Distributed Inference with PyTorch from First Principles: DP, TP, and PP in Less Than 200 Lines

Models keep getting bigger. Even if INT4 quantization squeezes the weights onto a single GPU, inference still has to pay for KV cache and activations, both of which scale with batch size and sequence length. In practice, single-GPU inference quickly hits the VRAM wall. Multi-GPU distributed inference is no longer optional.

0. Preface

The problem is that if you jump straight into Megatron-LM, DeepSpeed, vLLM, or SGLang source code, the engineering layers can bury the core ideas. So this note does the opposite: strip everything down to the bare minimum and rebuild the three canonical inference parallelism strategies directly with PyTorch distributed primitives.

The demo uses:

a tiny two-layer Linear model
2 GPUs
less than 200 lines of core code

From that, we build and benchmark:

Data Parallelism (DP)
Tensor Parallelism (TP)
Pipeline Parallelism (PP)

Full code: vitamin-cuda torch_dist

Environment:

PyTorch >= 2.0
2 NVIDIA GPUs
NCCL backend

I recommend using NVIDIA’s NGC PyTorch container if you want the least friction.
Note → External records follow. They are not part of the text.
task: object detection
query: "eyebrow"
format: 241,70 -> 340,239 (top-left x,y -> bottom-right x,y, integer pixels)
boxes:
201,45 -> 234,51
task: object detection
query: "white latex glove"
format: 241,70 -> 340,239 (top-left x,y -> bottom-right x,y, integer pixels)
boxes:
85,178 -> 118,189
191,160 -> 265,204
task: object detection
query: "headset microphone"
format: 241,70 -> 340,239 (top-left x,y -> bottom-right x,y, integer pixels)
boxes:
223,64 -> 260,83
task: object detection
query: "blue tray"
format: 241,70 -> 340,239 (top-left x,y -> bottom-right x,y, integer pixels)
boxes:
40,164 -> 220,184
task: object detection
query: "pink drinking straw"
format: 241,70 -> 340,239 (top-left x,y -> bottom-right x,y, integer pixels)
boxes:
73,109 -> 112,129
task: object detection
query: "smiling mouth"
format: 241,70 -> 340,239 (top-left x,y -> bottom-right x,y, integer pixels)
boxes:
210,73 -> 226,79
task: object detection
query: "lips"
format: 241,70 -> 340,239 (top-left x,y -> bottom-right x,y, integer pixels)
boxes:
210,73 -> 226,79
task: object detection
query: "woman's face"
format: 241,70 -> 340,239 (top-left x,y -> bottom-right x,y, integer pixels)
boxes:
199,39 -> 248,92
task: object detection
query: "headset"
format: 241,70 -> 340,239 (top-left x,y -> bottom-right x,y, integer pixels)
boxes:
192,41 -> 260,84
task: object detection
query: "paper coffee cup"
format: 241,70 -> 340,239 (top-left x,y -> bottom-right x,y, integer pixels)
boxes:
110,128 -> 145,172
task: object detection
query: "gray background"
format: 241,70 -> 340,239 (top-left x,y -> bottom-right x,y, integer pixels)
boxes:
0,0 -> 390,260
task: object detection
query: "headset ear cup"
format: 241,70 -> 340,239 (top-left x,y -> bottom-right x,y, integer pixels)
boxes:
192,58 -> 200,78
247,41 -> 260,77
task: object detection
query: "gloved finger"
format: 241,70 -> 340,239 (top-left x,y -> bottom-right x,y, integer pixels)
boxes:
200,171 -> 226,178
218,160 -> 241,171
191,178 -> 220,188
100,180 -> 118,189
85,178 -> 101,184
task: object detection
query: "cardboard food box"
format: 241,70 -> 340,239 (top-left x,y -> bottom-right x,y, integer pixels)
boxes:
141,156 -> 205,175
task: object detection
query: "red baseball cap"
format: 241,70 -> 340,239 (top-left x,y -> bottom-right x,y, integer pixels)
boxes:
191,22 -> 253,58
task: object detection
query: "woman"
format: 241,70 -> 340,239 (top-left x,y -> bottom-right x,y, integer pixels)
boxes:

1. Distributed Setup and Communication Basics

1.1 Process Group Initialization

import os
import torch
import torch.distributed as dist

def setup_dist(rank, world_size):
    os.environ["MASTER_ADDR"] = "localhost"
    os.environ["MASTER_PORT"] = "29500"

    dist.init_process_group("nccl", rank=rank, world_size=world_size, device_id=rank)
    torch.cuda.set_device(rank)

def cleanup_dist():
    dist.destroy_process_group()

Three terms matter here:

rank: process id, either 0 or 1 in this demo
world_size: total number of processes, fixed to 2
NCCL: NVIDIA’s high-performance communication backend for GPU collectives and P2P

1.2 Launching Multiple Processes

import torch.multiprocessing as mp

torch.manual_seed(42)
model = TwoLayerModel(hidden_size)
x = torch.randn(batch_size, hidden_size)

with torch.inference_mode():
    ref = model(x)

mp.spawn(
    run_demo,
    args=(cls, label, world_size, model, x, ref),
    nprocs=world_size,
    join=True,
)

One important detail: create the model and input on CPU in the parent process, then move them to GPU inside each child process. Sharing CUDA state across mp.spawn workers is the wrong mental model and usually ends badly.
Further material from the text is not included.